God Dwells in Darkness
Three Junes

God Speaks in the Darkness

God Speaks in Darkness

1 Samuel 3:1-9

by the Rev. Dr. E. Scott Jones

First Central Congregational Church

17 December 2023

               This Advent, we have been exploring God’s Holy Darkness.  Partly as a corrective to how often we limit our spirituality and worship to images of light.  And one reason we have been motivated to explore this theme is because of our commitment to be an anti-racist congregation.  Light supremacy in spirituality is dangerously connected to white supremacy.

               The theme of Holy Darkness has also drawn us into exploring several Biblical stories that occur in the dark—there are so many once you start paying attention to it.  And we’ve drawn from the rich well of the church’s mystical tradition, which has long emphasized the spiritual importance of darkness.

               This week I read Barbara Brown Taylor’s beautiful book Learning to Walk in the Dark.  She writes that one of the reasons she left ministry when she did was the over-emphasis on light.  What she calls “full solar spirituality.”  She says “You can usually recognize a full solar church by its emphasis on the benefits of faith, which include a sure sense of God’s presence, certainty of belief, divine guidance in all things, and reliable answers to prayer.  Members strive to be positive in attitude, firm in conviction, helpful in relationship, and unwavering in faith.”  And then she follows that up, “If you have ever belonged to such a community, you may have discovered that the trouble starts when darkness falls on your life.”  Because such full solar congregations are not equipped for dealing well with the realities of life.
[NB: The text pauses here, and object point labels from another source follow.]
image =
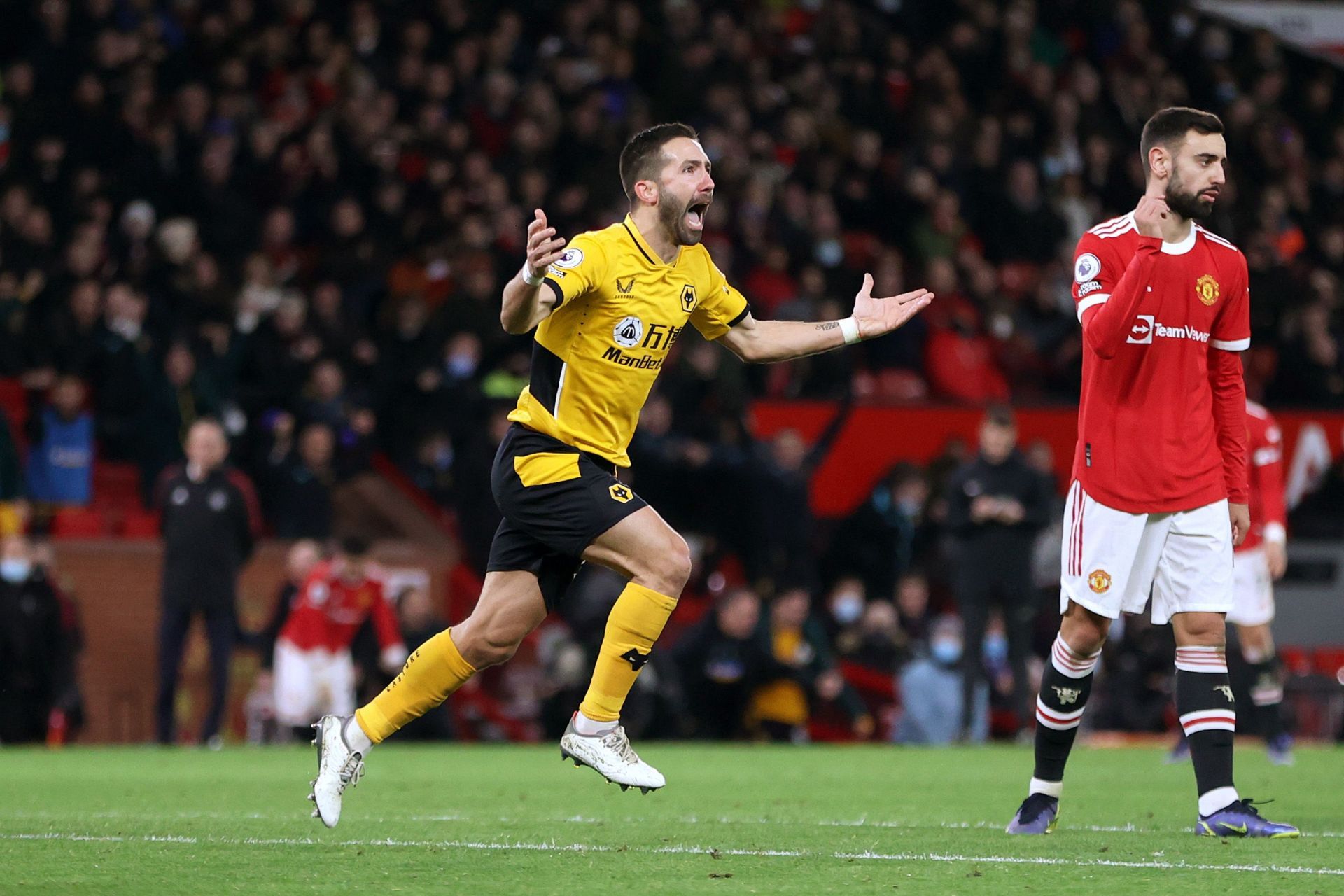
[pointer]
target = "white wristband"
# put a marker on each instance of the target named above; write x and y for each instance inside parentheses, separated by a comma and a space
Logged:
(850, 330)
               Instead, she encourages a “lunar spirituality” with all of its doubts, questions, ambiguities, and uncertainties.  Such a spirituality is far healthier.  Rather than avoiding “the primal energy of dark emotions” by cutting themselves off from the world, congregations with a lunar spirituality, like Jacob of old, are willing to wrestle angels in the dark.  A lunar spirituality recognizes that what we call the dark emotions are “conduits of pure energy that want something from us: to wake us up, to tell us something we need to know, to break the ice around our hearts, to move us to act.”

               Darkness is so often the place where God speaks to us something we need to hear. 
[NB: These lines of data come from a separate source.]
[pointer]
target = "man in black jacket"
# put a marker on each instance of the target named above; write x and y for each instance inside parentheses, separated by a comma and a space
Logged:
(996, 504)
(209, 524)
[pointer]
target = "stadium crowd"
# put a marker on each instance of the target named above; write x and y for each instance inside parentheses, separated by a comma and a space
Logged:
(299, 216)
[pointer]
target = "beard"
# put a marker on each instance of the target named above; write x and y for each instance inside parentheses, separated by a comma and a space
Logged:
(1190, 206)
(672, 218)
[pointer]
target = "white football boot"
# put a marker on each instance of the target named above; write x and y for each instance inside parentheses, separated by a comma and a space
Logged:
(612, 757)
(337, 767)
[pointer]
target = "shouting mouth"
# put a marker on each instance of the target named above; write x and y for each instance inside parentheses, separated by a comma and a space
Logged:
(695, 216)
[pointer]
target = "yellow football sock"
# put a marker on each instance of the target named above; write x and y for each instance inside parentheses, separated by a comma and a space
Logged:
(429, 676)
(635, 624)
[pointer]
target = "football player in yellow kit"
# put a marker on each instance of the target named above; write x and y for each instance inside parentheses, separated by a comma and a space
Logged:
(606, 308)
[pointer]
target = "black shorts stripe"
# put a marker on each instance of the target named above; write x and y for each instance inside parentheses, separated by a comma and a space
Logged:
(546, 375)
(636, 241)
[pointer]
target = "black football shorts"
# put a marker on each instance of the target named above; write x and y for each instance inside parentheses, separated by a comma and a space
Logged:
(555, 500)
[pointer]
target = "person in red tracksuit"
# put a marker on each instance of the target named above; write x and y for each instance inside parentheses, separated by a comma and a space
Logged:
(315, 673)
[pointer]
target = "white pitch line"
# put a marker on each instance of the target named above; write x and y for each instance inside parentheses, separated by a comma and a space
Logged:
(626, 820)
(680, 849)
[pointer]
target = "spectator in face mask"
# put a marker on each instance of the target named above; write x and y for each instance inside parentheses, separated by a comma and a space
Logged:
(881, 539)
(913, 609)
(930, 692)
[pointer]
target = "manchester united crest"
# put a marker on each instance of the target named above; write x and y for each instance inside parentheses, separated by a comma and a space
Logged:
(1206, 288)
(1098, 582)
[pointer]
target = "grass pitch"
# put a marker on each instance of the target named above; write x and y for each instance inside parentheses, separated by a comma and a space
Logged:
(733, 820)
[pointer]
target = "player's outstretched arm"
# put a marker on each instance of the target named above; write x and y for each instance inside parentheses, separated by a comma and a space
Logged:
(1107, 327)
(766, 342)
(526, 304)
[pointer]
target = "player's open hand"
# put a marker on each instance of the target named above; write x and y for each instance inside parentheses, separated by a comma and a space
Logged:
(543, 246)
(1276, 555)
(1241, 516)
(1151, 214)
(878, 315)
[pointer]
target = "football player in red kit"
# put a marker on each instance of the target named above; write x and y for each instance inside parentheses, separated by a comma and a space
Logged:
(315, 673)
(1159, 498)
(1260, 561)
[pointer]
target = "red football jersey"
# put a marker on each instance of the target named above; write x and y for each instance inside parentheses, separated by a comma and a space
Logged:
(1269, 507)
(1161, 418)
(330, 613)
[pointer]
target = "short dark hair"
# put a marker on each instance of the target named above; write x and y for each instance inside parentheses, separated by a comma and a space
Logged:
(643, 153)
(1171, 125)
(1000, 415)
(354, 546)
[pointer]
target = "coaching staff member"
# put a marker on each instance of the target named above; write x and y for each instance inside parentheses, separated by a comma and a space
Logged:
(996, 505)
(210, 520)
               Taylor writes,

I have learned things in the dark that I could never have learned in the light, things that have saved my life over and over again, so that there is really only one logical conclusion.  I need darkness as much as I need light.

The Jewish scholar Avivah Gottlieb Zornberg declares that “The night is indeed the time of redemption.”  There is a freedom and uncanniness to the night.  What happens in the night cannot be fully assimilated in the daylight. 

               How often God does speak in the darkness.

               From the Spirit hovering at the Creation calling the world into being.  Or Moses receiving the commandments in the clouds surrounding Mt. Sinai.  This story of the child Samuel, awakened to the mission that God had for his life.  Or the choirs of angels, appearing to sing their glorias to the startled shepherds below.  In so many of these vital stories, God speaks in the darkness.

               And God speaking, Eugene Peterson reminds us, is the fundamental conviction of our faith.  From Genesis to Revelation God keeps speaking.  Peterson writes:

God speaks—in creation and invitation, in judgement and salvation, in healing and guidance, in oracle and admonition, in rebuke and comfort.  The conspicuous feature in all of this speaking is that God speaks in personal address.  God does not speak grand general truths, huge billboard declarations of truth and morals; the Lord’s speaking is to persons, named persons.

               Like the child Samuel. 

               So we must beware of full solar spirituality for it might be closing us off from the word that God has just for us, in the darkness.

               We believe that God is still speaking.  Which means that in our darkness—whether literal, metaphorical, emotional, or existential—God comes to us and speaks to us a word that we need to hear. 

               May we listen.  Like the child Samuel learned to listen.

               As Barbara Brown Taylor beckons us, “Come outside now, it’s getting dark.”